Materials and Methods
This retrospective case series assessed the use of the SHSFM (Restrata; Acera Surgical, Inc) for the management of complex wounds of varying etiologies. Data were collected via a retrospective review of patient charts. Patients who received at least 1 application of the SHSFM between September 2019 and December 2021 were included in the study.
Prior to application, the SHSFM was soaked in saline for 1 minute. The matrix was either applied meshed (when available), or it was fenestrated with a scalpel prior to application. The matrix was cut to the wound surface area and then applied either in the operating room or at the bedside, depending on clinical assessment of the wound and the patient. After the matrix was applied to the wound bed, a nonadherent primary dressing was applied. Depending on the wound, an antimicrobial or silver dressing was applied in conjunction with the matrix. In some cases, depending on wound depth, NPWT was used in conjunction with the matrix to stimulate granulation tissue formation.
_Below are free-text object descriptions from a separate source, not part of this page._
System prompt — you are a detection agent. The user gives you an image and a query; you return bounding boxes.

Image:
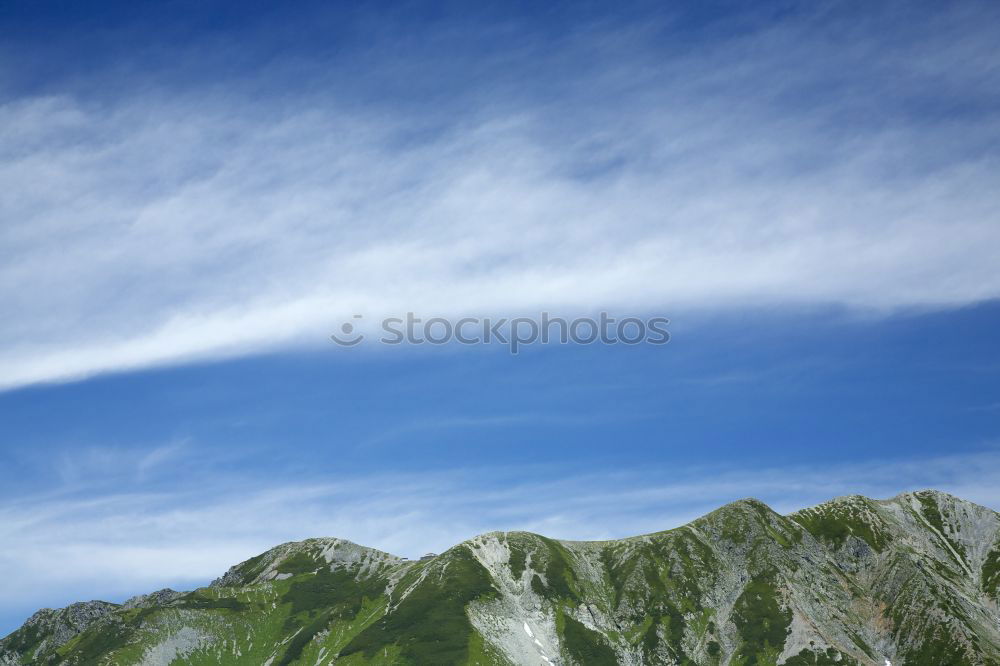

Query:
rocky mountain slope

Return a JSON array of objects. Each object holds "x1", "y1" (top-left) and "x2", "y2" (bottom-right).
[{"x1": 0, "y1": 491, "x2": 1000, "y2": 666}]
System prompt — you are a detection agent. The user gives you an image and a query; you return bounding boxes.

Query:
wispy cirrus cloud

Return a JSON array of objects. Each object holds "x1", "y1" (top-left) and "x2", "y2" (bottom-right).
[{"x1": 0, "y1": 1, "x2": 1000, "y2": 388}]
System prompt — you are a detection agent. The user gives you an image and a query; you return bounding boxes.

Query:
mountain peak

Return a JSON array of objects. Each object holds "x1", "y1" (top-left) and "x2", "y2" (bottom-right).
[{"x1": 0, "y1": 491, "x2": 1000, "y2": 666}]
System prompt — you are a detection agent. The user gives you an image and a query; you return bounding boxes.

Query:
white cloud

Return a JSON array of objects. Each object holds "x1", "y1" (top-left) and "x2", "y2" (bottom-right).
[{"x1": 0, "y1": 5, "x2": 1000, "y2": 388}]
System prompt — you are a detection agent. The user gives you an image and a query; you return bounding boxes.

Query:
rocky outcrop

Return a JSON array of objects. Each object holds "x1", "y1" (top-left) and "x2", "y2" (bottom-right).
[{"x1": 0, "y1": 491, "x2": 1000, "y2": 666}]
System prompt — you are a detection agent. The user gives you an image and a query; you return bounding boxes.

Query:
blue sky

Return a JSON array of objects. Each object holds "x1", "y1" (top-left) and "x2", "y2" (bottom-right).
[{"x1": 0, "y1": 2, "x2": 1000, "y2": 633}]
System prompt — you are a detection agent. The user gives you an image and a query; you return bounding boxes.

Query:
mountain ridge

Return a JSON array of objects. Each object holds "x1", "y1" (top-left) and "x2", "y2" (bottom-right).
[{"x1": 0, "y1": 490, "x2": 1000, "y2": 666}]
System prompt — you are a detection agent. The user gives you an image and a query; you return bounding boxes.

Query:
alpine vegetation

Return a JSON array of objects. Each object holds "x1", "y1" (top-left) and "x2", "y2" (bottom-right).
[{"x1": 0, "y1": 491, "x2": 1000, "y2": 666}]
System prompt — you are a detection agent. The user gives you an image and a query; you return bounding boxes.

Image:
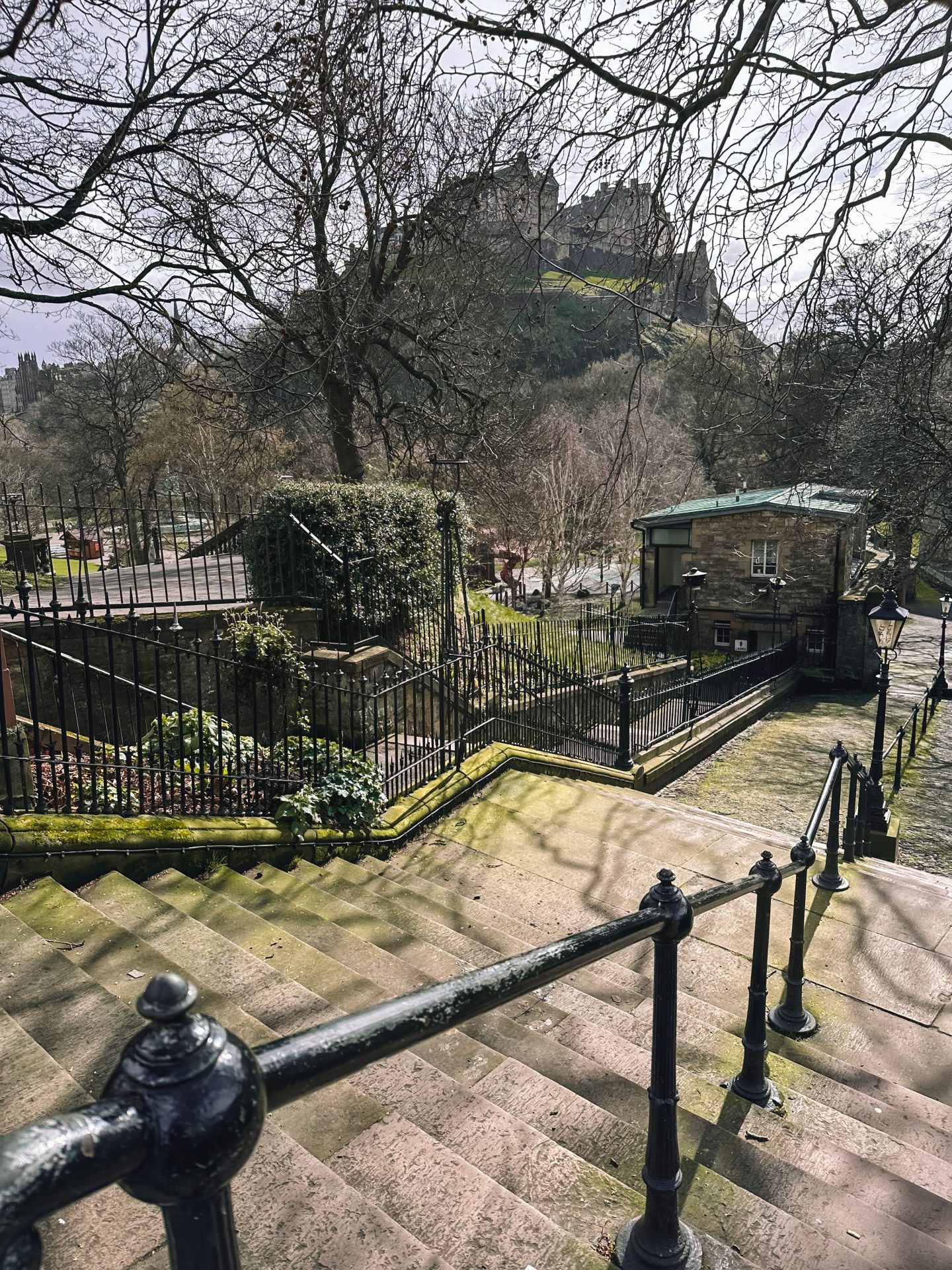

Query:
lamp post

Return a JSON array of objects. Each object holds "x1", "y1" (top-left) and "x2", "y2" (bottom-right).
[
  {"x1": 935, "y1": 592, "x2": 952, "y2": 696},
  {"x1": 867, "y1": 587, "x2": 909, "y2": 833},
  {"x1": 756, "y1": 578, "x2": 787, "y2": 648},
  {"x1": 680, "y1": 565, "x2": 707, "y2": 719}
]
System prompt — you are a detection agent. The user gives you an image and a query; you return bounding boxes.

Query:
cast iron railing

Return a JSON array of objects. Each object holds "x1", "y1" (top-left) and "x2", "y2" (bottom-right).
[
  {"x1": 882, "y1": 675, "x2": 942, "y2": 794},
  {"x1": 0, "y1": 606, "x2": 795, "y2": 816},
  {"x1": 0, "y1": 741, "x2": 863, "y2": 1270},
  {"x1": 0, "y1": 483, "x2": 683, "y2": 675}
]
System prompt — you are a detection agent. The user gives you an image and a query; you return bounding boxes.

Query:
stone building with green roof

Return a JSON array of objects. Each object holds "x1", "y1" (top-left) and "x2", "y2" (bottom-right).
[{"x1": 632, "y1": 484, "x2": 867, "y2": 665}]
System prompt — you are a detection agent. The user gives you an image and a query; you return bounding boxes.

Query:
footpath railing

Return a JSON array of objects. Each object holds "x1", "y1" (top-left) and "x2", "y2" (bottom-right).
[
  {"x1": 882, "y1": 675, "x2": 942, "y2": 794},
  {"x1": 0, "y1": 609, "x2": 795, "y2": 816},
  {"x1": 0, "y1": 741, "x2": 867, "y2": 1270}
]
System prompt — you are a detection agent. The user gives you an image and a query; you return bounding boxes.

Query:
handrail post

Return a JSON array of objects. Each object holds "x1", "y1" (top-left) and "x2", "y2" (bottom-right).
[
  {"x1": 813, "y1": 740, "x2": 849, "y2": 890},
  {"x1": 614, "y1": 868, "x2": 701, "y2": 1270},
  {"x1": 843, "y1": 754, "x2": 859, "y2": 865},
  {"x1": 727, "y1": 851, "x2": 783, "y2": 1107},
  {"x1": 855, "y1": 763, "x2": 871, "y2": 860},
  {"x1": 103, "y1": 974, "x2": 266, "y2": 1270},
  {"x1": 767, "y1": 834, "x2": 816, "y2": 1037},
  {"x1": 614, "y1": 665, "x2": 633, "y2": 772}
]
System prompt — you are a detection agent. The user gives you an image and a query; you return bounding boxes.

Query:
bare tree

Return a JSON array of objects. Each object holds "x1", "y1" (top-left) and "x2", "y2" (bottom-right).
[
  {"x1": 0, "y1": 0, "x2": 283, "y2": 305},
  {"x1": 138, "y1": 0, "x2": 548, "y2": 480}
]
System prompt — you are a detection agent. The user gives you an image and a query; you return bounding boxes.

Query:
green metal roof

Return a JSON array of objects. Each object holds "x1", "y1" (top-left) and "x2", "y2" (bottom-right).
[{"x1": 632, "y1": 483, "x2": 867, "y2": 526}]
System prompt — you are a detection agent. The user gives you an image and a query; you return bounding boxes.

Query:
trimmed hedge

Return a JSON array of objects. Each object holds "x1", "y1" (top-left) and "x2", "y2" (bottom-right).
[{"x1": 244, "y1": 482, "x2": 439, "y2": 626}]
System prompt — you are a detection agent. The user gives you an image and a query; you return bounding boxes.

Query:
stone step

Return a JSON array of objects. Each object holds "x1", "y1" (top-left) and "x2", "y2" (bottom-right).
[
  {"x1": 206, "y1": 866, "x2": 952, "y2": 1266},
  {"x1": 4, "y1": 878, "x2": 383, "y2": 1158},
  {"x1": 395, "y1": 822, "x2": 952, "y2": 1102},
  {"x1": 330, "y1": 1114, "x2": 614, "y2": 1270},
  {"x1": 297, "y1": 861, "x2": 952, "y2": 1208},
  {"x1": 0, "y1": 995, "x2": 165, "y2": 1270},
  {"x1": 0, "y1": 894, "x2": 450, "y2": 1270},
  {"x1": 466, "y1": 1016, "x2": 952, "y2": 1270},
  {"x1": 145, "y1": 867, "x2": 501, "y2": 1085},
  {"x1": 119, "y1": 868, "x2": 919, "y2": 1267},
  {"x1": 358, "y1": 856, "x2": 952, "y2": 1143},
  {"x1": 83, "y1": 874, "x2": 654, "y2": 1246},
  {"x1": 71, "y1": 874, "x2": 631, "y2": 1270}
]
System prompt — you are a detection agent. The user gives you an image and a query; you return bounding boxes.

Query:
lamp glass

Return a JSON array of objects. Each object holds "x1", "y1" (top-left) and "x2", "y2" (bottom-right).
[{"x1": 869, "y1": 591, "x2": 909, "y2": 653}]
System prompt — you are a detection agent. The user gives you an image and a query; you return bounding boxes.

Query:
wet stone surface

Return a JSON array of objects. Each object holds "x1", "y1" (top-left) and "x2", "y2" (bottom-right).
[{"x1": 658, "y1": 613, "x2": 952, "y2": 876}]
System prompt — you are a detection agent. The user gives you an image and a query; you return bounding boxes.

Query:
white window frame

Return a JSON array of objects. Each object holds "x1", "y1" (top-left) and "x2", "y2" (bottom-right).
[{"x1": 750, "y1": 538, "x2": 781, "y2": 578}]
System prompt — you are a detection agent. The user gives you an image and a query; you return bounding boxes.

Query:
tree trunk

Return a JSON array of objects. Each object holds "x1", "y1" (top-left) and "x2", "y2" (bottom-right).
[{"x1": 324, "y1": 384, "x2": 364, "y2": 482}]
Wound healing was assessed at follow-up visits, and the SHSFM was reapplied as deemed clinically appropriate. At the wound assessment visits, the treating physician evaluated the amount of matrix that remained in the wound bed. If matrix breakdown was greater than 50%, the SHSFM was reapplied. However, if matrix breakdown was less than 50% and the treating physician observed a 10% wound closure rate per week, no additional applications were necessary to facilitate wound closure.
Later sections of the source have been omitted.